Celecoxib suppresses Leukocyte transendothelial migration tract in stomachic malignant neoplastic disease.

Celecoxib suppresses the FAK-PKB/Akt signalling in Focal adhesion tract.

Celecoxib promotes rescue tracts of Lysosome and Other glycan debasement.

Abstraction

Background:Celecoxib is a nonsteroidal anti-inflammatory drug which possesses anticancer effects as a new campaigner therapy for stomachic malignant neoplastic disease. This survey aimed to research the antitumor mechanism of Celebrex in stomachic malignant neoplastic disease with bioinformatic methods.
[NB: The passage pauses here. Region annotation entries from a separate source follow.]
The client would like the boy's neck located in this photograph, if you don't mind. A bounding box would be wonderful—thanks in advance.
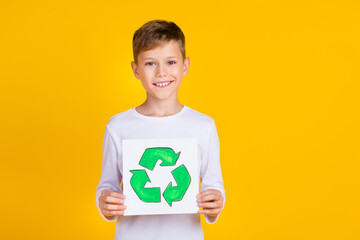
[135,99,184,117]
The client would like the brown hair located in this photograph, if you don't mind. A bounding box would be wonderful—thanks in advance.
[133,20,185,64]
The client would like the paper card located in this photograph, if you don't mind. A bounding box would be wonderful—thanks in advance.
[122,138,199,216]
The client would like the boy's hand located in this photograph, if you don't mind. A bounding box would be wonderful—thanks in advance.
[196,189,224,217]
[99,189,126,218]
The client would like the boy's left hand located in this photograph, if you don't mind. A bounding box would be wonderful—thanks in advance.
[196,189,224,217]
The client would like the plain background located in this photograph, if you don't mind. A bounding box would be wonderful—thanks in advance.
[0,0,360,240]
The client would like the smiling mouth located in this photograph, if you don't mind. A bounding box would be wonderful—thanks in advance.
[153,80,174,88]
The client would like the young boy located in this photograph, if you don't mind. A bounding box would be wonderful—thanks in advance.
[96,20,225,240]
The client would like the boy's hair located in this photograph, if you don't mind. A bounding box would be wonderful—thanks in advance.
[133,20,185,64]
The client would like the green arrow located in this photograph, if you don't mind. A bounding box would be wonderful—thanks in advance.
[130,170,161,202]
[139,148,180,170]
[163,164,191,207]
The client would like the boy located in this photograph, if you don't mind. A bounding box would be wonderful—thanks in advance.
[96,20,225,240]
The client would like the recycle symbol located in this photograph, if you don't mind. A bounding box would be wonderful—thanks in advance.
[130,147,191,207]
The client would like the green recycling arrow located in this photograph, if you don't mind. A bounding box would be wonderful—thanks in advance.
[163,164,191,207]
[130,170,161,202]
[139,148,180,170]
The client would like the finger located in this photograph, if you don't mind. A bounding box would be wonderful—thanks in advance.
[102,196,125,204]
[198,194,222,202]
[199,201,223,208]
[197,189,221,198]
[102,210,124,216]
[103,189,126,199]
[100,204,126,210]
[198,208,221,216]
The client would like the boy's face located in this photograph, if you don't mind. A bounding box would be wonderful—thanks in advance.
[131,40,190,100]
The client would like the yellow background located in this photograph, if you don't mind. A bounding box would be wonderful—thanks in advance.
[0,0,360,240]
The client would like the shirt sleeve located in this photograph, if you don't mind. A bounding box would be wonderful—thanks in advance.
[96,126,122,222]
[200,120,225,224]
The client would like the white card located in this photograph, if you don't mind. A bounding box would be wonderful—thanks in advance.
[122,138,199,216]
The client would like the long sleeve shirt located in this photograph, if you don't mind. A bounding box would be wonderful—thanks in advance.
[96,105,225,240]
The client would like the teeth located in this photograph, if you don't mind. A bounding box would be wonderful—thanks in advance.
[155,82,170,87]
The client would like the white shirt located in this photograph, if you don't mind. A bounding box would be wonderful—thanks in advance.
[96,105,225,240]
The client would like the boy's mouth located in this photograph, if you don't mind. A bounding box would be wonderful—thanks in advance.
[153,80,174,88]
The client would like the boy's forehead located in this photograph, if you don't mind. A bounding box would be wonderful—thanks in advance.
[138,40,182,59]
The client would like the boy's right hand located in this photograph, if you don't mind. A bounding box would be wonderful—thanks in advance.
[99,189,126,218]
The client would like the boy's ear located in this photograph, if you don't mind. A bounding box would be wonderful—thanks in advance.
[131,61,140,79]
[183,57,190,76]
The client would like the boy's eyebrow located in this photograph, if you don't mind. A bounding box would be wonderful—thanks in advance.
[144,56,179,60]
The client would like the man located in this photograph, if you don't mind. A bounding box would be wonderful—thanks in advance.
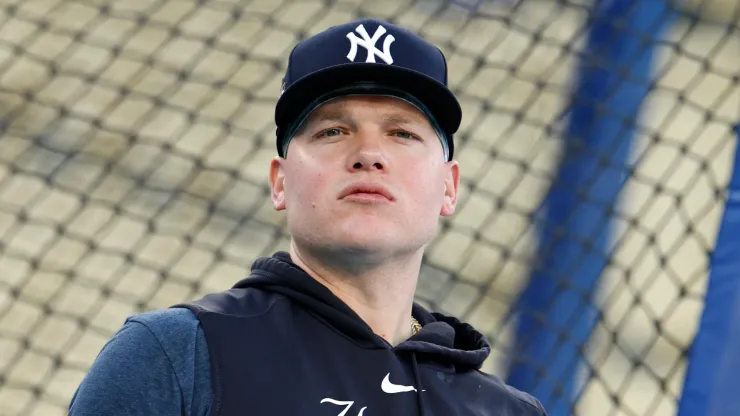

Methods:The cistron look informations GSE56807 ( stomachic malignant neoplastic disease samples and normal controls ) and GSE54657 ( celecoxib-treated gastric malignant neoplastic disease samples and non-treated stomachic malignant neoplastic disease samples ) were downloaded from GEO. After testing the differentially expressed cistrons ( DEGs ) of the two informations sets with Limma bundle in R linguistic communication severally, the common DEGs were so screened out by calculating the intersection. Consecutive, KEGG pathways enrichment was performed utilizing DAVID online tools. Besides, the Protein-protein Interactions ( PPIs ) of the common DEGs were obtained via mapping the common DEGs to the integrating set of PPI informations from IntAct, DIP, BIND and HPRD databases. Then, the PPI web was constructed utilizing the Cytoscape package.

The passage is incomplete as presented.